Husband-and-wife duo Christine and Taylor Keefe and their friend Glenn Durfee are partners in the new venture, which is set to open at 123 West Front Street (pictured). The property – comprised of two closely adjacent buildings that also house engineering firm Gourdie-Fraser – dates back to the 1800s, with a lengthy and diverse history of businesses at the site. That history made the parcel an ideal fit for the trio, who were searching for the right location to open a bar themed around Traverse City's past, according to Christine Keefe.
“In New York City, we have a ton of history-themed bars and restaurants,” says Keefe, a native New Yorker. “I didn’t see anything like that in Traverse City. This whole thing is a family business, and my family’s really into history and loves the history of Traverse City. There is an amazing bar scene already, so we wanted to add to that experience and thought history was a great way to do that.”
Tentatively set to be called 123 West Front after the site’s address, the 80-capacity cocktail lounge will highlight Traverse City historical themes – from the antiques-scattered décor to historical photos on the wall to the regionally-inspired cocktail list. “We’re bringing a mixologist from New York City to craft these cocktails that use local ingredients and are created around and named after historic characters and tidbits,” Keefe says. “For example, there used to be a Coca-Cola bottling plant on the property, so we have a Coke cocktail. We’re also going to have classic drinks from throughout the ages.”
The cocktail lounge will feature all house-made bitters and infusions and locally sourced ingredients. In addition to the cocktail list, 123 West Front will feature “a small curated list” of local beers and wines, plus a menu of small plates, according to Keefe. “We’re really going for white-glove service in a comfortable and welcoming environment,” says Keefe. “One of the things I'm excited about is the conversation that happens when you bring neighbors together. I'm hoping we can collect more personal (historical) stories from people...it's an amazing opportunity to have a creative space."
The venture – operating under the LLC Lascivious Libations Co. – was recently issued a Grand Traverse County building permit for an $80,000 commercial remodel of the property. Should things proceed smoothly with the build-out and permitting, Keefe says the cocktail lounge could be open by early summer. City commissioners will need to sign off Tuesday on the lounge's redevelopment liquor license application, which will then go to the state for final approval. While some city officials have recently discussed taking a closer look at the city’s liquor license program and potentially capping the number of licenses downtown, Commissioner Brian Haas says he doesn’t believe the informal talks – which have yet to occur in an official commission setting – should affect projects underway.
“I think the discussion (on the number of licenses) is good and one I’m open to having, but I think we should do that when there isn’t something before us,” Haas says. “(Redevelopment licenses) have been a good tool for downtown. I don’t see any reason to hold something up or block something that’s already in the pipeline.”

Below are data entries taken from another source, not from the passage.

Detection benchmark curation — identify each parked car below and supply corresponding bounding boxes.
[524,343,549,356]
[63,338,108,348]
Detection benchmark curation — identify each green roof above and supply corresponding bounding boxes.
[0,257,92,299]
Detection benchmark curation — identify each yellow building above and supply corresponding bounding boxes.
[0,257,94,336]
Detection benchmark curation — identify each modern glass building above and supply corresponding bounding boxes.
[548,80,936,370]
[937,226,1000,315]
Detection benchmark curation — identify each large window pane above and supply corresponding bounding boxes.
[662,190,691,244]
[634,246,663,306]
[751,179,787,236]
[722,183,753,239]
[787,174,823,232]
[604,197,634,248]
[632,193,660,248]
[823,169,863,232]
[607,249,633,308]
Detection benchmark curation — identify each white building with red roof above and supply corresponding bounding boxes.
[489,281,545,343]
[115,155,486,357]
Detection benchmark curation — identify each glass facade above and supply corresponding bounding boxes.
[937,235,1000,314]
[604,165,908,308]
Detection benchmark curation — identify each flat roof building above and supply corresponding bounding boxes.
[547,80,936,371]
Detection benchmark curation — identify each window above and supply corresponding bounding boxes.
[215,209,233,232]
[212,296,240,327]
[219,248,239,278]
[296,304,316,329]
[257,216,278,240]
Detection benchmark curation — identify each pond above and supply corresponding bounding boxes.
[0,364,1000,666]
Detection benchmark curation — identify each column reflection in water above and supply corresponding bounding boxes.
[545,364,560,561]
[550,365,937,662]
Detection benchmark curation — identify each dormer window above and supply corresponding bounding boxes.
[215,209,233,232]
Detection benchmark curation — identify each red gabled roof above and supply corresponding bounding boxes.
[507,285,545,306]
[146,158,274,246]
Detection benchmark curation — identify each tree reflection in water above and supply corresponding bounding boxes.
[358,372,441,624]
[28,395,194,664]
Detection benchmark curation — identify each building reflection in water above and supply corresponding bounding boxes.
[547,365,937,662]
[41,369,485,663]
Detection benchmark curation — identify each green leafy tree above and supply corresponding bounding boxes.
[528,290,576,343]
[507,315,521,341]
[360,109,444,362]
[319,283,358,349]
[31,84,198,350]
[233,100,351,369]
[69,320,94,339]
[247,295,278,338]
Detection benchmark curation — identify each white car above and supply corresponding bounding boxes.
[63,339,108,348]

Commissioner Gary Howe agrees. “I’m certainly not holding it up just because a few people have concerns, because I haven’t been convinced yet of those concerns or the need to curtail implementation of these licenses,” Howe says. “I think they’ve been successful and have helped some great businesses. I think it might be premature to find ways to curtail development.”
Also on Tuesday’s commission agenda…
City commissioners – who meet Tuesday instead of Monday this week due to President’s Day – will also discuss the following at their meeting:
> Approving a brownfield plan for the Park Place Hotel, which has already received approval from the Grand Traverse County Brownfield Redevelopment Authority and Downtown Development Association. The plan describes $2.6 million in local eligible reimbursement funding in relation to the demolition of the Park Place dome and construction of a new conference center, including just under $1 million to the Park Place for demolition and clean-up costs and $1.6 million to fund three major public improvement projects downtown.
> Holding required public hearings in relation to three grant requests totaling $275,000 for improvements at Hickory Hills. The city will be seeking a Natural Resources Trust Fund grant, Land and Water Conservation Fund grant and Recreation Passport grant from the state for the park, with local matches coming from funds raised by Preserve Hickory. Tuesday’s public hearings are required ahead of an official March 6 commission vote to support the grant applications.
> Considering authorizing over $82,000 for pavement markings and street stripings through the city in 2017. Commissioners previously delayed approving the expenditure, citing a desire for more information from staff about the specific list of projects the funds will cover and how projects are prioritized. City Manager Marty Colburn, City Engineer Tim Lodge, and City Department of Public Works Director Dave Green are expected to address those issues at Tuesday’s meeting.